The OpenAI-Broadcom partnership offers a cautionary template. The Decoder previously reported that the partnership hit friction over production costs and OpenAI’s creditworthiness, with Broadcom reportedly unwilling to manufacture unless Microsoft committed to purchasing 40% of the output. Chan witnessed these negotiations firsthand. He now brings that institutional knowledge to Anthropic’s infrastructure strategy.
The IPO Infrastructure Arms Race
The timing of infrastructure moves relative to IPO filings is deliberate. Public market investors scrutinize AI companies on three dimensions: model capability, revenue growth, and infrastructure economics. Custom silicon addresses the third dimension by signaling that a company can control its cost structure as it scales.

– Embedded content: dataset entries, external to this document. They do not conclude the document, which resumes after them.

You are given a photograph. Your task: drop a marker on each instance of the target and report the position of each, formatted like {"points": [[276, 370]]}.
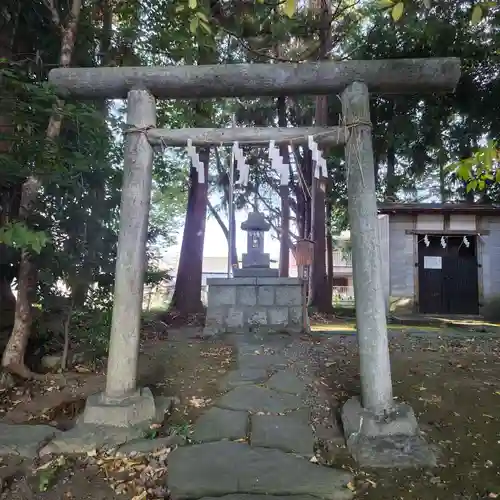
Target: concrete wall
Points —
{"points": [[264, 304], [401, 257], [488, 247]]}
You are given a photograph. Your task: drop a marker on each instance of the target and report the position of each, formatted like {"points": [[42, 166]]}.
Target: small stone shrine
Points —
{"points": [[255, 262], [256, 299]]}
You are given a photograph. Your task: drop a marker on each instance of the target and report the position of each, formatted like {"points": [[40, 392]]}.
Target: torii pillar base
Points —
{"points": [[385, 441], [135, 410]]}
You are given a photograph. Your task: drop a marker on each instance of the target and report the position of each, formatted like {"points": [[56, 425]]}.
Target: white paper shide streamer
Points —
{"points": [[241, 163], [278, 164], [320, 162], [195, 159]]}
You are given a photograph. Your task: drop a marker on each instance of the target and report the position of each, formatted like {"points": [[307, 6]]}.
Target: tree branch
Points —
{"points": [[218, 218]]}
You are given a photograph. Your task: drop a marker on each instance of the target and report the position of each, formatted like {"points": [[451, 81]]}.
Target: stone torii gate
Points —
{"points": [[123, 403]]}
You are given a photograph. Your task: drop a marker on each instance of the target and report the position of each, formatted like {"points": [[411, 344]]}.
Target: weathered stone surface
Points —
{"points": [[255, 399], [391, 451], [278, 316], [288, 295], [296, 315], [243, 376], [84, 438], [246, 296], [137, 409], [224, 467], [289, 433], [245, 496], [235, 318], [24, 440], [217, 424], [263, 361], [257, 316], [221, 295], [145, 446], [286, 381], [265, 295], [357, 420], [390, 441], [165, 406], [216, 315]]}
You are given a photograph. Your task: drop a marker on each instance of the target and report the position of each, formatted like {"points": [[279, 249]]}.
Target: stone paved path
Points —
{"points": [[256, 440]]}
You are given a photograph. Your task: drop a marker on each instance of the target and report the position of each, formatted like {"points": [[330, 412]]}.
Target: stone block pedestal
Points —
{"points": [[135, 410], [257, 304], [390, 440]]}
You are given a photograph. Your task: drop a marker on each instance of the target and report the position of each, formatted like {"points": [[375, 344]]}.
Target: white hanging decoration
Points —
{"points": [[320, 168], [278, 164], [241, 163], [195, 159]]}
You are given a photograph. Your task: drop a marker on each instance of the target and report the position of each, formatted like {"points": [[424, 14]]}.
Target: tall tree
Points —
{"points": [[13, 356]]}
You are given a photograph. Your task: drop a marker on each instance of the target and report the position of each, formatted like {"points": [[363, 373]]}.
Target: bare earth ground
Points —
{"points": [[451, 381]]}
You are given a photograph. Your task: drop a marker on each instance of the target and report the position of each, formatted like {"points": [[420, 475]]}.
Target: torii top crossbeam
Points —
{"points": [[391, 76]]}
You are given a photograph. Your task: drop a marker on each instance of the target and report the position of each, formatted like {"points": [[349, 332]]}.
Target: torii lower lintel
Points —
{"points": [[389, 76]]}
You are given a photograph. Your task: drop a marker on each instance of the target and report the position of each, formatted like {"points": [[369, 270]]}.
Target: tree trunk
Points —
{"points": [[329, 250], [13, 356], [284, 264], [187, 293], [225, 230], [8, 193], [390, 192], [319, 280]]}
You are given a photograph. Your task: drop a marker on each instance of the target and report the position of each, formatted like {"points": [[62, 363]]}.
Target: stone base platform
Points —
{"points": [[263, 304], [135, 410], [392, 440]]}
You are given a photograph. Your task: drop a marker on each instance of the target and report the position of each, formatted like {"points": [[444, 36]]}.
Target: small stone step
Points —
{"points": [[261, 360], [24, 440], [245, 496], [289, 433], [217, 424], [243, 376], [226, 468], [286, 381], [255, 399]]}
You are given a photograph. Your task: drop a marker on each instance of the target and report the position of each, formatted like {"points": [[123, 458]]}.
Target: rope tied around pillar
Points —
{"points": [[143, 130], [357, 122]]}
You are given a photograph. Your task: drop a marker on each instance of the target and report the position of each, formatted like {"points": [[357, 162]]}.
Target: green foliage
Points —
{"points": [[479, 170], [18, 235]]}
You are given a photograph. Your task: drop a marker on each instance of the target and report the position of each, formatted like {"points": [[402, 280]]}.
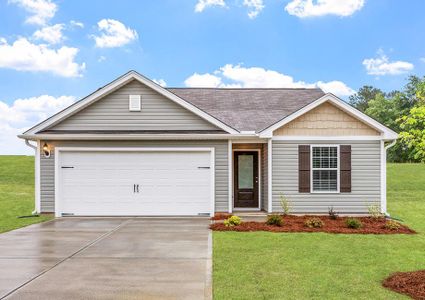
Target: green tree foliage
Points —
{"points": [[403, 112], [413, 133]]}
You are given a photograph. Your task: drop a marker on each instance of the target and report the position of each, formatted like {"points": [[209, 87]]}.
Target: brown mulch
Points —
{"points": [[221, 216], [408, 283], [293, 223]]}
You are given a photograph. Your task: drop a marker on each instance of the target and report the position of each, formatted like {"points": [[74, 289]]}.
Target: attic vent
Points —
{"points": [[134, 103]]}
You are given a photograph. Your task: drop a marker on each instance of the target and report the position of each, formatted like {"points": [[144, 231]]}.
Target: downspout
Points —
{"points": [[34, 212], [385, 153]]}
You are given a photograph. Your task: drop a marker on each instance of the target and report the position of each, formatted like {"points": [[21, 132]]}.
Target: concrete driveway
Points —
{"points": [[107, 258]]}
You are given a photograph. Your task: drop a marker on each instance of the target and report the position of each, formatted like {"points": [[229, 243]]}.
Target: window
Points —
{"points": [[134, 103], [324, 160]]}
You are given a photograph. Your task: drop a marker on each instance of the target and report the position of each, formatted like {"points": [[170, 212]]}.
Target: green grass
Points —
{"points": [[17, 192], [263, 265]]}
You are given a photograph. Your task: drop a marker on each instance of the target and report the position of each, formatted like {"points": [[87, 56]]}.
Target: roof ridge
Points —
{"points": [[225, 89]]}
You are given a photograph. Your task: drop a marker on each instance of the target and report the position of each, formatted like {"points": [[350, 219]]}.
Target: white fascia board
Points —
{"points": [[114, 86], [52, 136], [386, 133]]}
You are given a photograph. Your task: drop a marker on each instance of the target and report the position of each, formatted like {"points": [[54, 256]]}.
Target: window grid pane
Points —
{"points": [[324, 166]]}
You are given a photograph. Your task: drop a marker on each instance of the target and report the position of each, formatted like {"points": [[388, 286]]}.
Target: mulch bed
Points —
{"points": [[408, 283], [293, 223]]}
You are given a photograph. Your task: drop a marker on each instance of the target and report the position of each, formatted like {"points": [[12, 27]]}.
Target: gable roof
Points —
{"points": [[248, 109], [386, 133], [113, 86]]}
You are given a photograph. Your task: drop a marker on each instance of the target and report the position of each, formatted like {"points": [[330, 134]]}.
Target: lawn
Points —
{"points": [[263, 265], [17, 192]]}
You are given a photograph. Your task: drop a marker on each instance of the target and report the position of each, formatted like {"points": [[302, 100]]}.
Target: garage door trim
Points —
{"points": [[59, 150]]}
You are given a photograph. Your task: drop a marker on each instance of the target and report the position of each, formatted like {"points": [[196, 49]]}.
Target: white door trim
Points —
{"points": [[259, 180], [58, 151]]}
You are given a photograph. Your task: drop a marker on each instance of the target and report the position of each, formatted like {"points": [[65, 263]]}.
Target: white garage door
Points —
{"points": [[134, 183]]}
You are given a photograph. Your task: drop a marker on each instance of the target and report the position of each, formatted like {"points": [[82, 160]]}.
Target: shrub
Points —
{"points": [[285, 204], [314, 223], [392, 225], [274, 220], [232, 221], [353, 223], [332, 214], [375, 212]]}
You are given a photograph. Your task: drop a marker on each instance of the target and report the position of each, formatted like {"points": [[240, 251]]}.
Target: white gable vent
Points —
{"points": [[134, 103]]}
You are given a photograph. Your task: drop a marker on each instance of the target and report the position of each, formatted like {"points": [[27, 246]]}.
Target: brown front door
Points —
{"points": [[246, 179]]}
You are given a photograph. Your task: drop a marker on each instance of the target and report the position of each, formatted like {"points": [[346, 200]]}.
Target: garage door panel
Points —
{"points": [[102, 183]]}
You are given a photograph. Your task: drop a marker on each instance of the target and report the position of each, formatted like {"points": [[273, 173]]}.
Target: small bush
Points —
{"points": [[332, 214], [392, 225], [285, 204], [353, 223], [314, 223], [274, 220], [232, 221], [375, 212]]}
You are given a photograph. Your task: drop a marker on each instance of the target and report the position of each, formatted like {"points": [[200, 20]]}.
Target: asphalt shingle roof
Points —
{"points": [[248, 109]]}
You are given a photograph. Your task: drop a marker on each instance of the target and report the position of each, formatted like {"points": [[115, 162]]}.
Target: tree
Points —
{"points": [[361, 99], [413, 134]]}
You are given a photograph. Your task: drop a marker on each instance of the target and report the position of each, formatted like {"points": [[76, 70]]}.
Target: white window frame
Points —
{"points": [[337, 169], [137, 99]]}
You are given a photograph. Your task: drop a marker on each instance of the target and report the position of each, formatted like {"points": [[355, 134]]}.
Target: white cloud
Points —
{"points": [[202, 4], [316, 8], [160, 82], [21, 115], [114, 34], [50, 34], [41, 10], [23, 55], [381, 65], [230, 76], [203, 80], [255, 7], [76, 24]]}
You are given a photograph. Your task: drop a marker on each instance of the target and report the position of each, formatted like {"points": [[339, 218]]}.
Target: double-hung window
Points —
{"points": [[325, 169]]}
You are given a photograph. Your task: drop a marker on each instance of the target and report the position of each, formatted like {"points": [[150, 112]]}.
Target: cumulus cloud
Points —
{"points": [[236, 76], [23, 55], [76, 24], [254, 6], [41, 11], [23, 114], [203, 4], [50, 34], [113, 33], [160, 82], [382, 65], [317, 8]]}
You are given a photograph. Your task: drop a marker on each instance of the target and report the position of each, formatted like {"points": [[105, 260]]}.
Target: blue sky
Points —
{"points": [[55, 52]]}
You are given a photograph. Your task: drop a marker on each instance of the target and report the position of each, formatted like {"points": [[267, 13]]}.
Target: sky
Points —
{"points": [[54, 52]]}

Anthropic’s S-1 filing at $965 billion creates the equity incentive structure to recruit top hardware talent. Chan’s move suggests the pitch is working: join before the IPO, build from scratch, own the outcome through equity appreciation. FourWeekMBA notes that for OpenAI, “losing a chip lead to its most direct competitor is infrastructure knowledge walking across the street to the company filing for a trillion-dollar IPO.”
The competitive dynamic is recursive. OpenAI needs custom chips to demonstrate infrastructure independence from Microsoft (which has its own Maia chips and could theoretically deprioritize OpenAI’s needs). Anthropic needs custom chips to demonstrate independence from both Google (TPU supplier and investor) and Amazon (Trainium supplier and investor through AWS). Both companies need the infrastructure story to justify trillion-dollar public valuations.
From Exploration to Execution
In April 2026, Reuters reported that Anthropic’s chip plans were “in early stages” with “no dedicated team.” Two months later, the company hired a core member of the most advanced competing chip program. The progression from exploration to recruitment happened faster than most industry observers expected.
Chan indicated to Pulse2 that he cannot discuss details of OpenAI’s chip program, but pointed to previously announced deployment timelines beginning in H2 2026. That timeline means the first real-world performance data from OpenAI’s custom silicon will emerge just as Anthropic begins its own design process. Both companies will be watching each other’s infrastructure metrics as they pitch public market investors.
The Vertical Integration Endgame
The AI industry is consolidating around a pattern: frontier model companies that rent infrastructure eventually build their own. The question is no longer whether Anthropic will design chips, but how quickly Chan can assemble a team and produce a design competitive with what he helped build at OpenAI.
The $35 billion TPU deal ensures Anthropic has compute capacity for the next two to three years regardless of its chip program’s timeline. Custom silicon is the medium-term play: if Anthropic can bring its own chips online by 2028-2029, it would enter public markets with both a working product (Claude, currently generating revenue) and a credible path to infrastructure self-sufficiency.
For the broader market, the chip talent war between OpenAI and Anthropic signals that the AI infrastructure stack is vertically integrating at every layer. Model companies are becoming chip companies. Chip financiers are becoming AI infrastructure investors. The trillion-dollar IPO race is increasingly a story about who controls the silicon underneath the models.